RECORD OF THE ORIGIN OF IDOLATRY AMONG THE CHILDREN
OF ESMA’IL, U. W. B., ETC.

There are books full of accounts about the increase of the descendants of Esma’il, in course of time to such an extent that the city of Mekkah could no longer contain them. Consequently some of them left the sanctuary for the purpose of settling in various parts of Arabia, and every individual who intended to depart took one stone from the sanctuary, deposited it in a clean place wherever he settled, and circumambulated it as he would have done in a pilgrimage in the house of Allah. This custom was practised to such a degree that at last the people took up any stone which appeared to be handsome, placed it in a proper spot, visited and circumambulated it. At last the book of Ebrahim fell into oblivion among them, and they, having been misled and seduced by Satan, began to worship statues, imagining idolatry to be a very laudable religion. Despite of this abominable custom, they acted in some instances according to the law of Ebrahim, performed the ceremonies of the pilgrimage in the usual way, and con­sidered it necessary and incumbent upon themselves to magnify the sanctuary of the Lord, and to honour the house of the Ka’bah.

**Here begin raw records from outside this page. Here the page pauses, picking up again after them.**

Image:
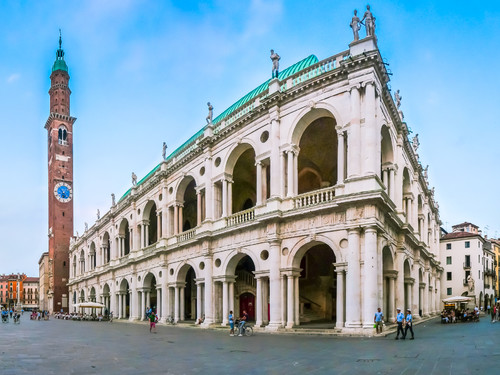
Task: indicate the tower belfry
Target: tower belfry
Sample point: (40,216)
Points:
(59,127)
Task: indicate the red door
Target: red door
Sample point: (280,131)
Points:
(247,303)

Some people are of opinion that idolatry originated in the following manner: There was a man called Asâf, and a woman whose name was Nâila, both belonging to the tribe of Jorham. On a certain occasion both were overpowered by lust, and committed adultery with each other in the very house of the Ka’bah, but the mighty Lord and powerful Avenger instantly changed them into a stone whilst in the very act. Then the inhabitants of Mekkah bore the two bodies of stone out of the Ka’bah, and, as a warning to the people, they erected the body of Asâf on the top of mount Safâ, and that of Nâila at Marva. In course of time the descendants of the Lord Esma’il abandoned the religion of Ebrahim, and began to worship the two statues. The first man who altered the orthodox faith of the Friend of the Merciful, and invited the people to worship Asâf and Nâila, was A’mru Bin Lahi Khozaa’i; it is recorded in some books that he brought a statue of Hobal from Syria, erected it on a mountain near Mekkah, and advised the inhabitants to adore it. The record of Hobal, which was the chief idol of the Qoraish, will—if it pleaseth Allah—be inserted in the second section of this work. After A’mru had introduced his abominations, idolatry became current among the Arabs, so that the tribe Zu-A’ineen worshipped Manah,* whose statue they placed in a house near the sea­shore. This idol was also worshipped by the tribe Ansâr during the time of ignorance [i.e. before Muhammad]. For U’zza, which was one of the principal idols, they built a house at Nakhlah; the Beni Khozaa’ and the Qoraish went on pilgrimages to it in the same way as to the Ka’bah, to obtain worldly and eternal grandeur. The Thaqeef, who were of the noblest among the Arabs, also girded their loins of obedience to Lât,* which idol they considered to be the means for attaining their desires, and idolatry flourished among the Arabs until the propitious standard of Muhammad was raised.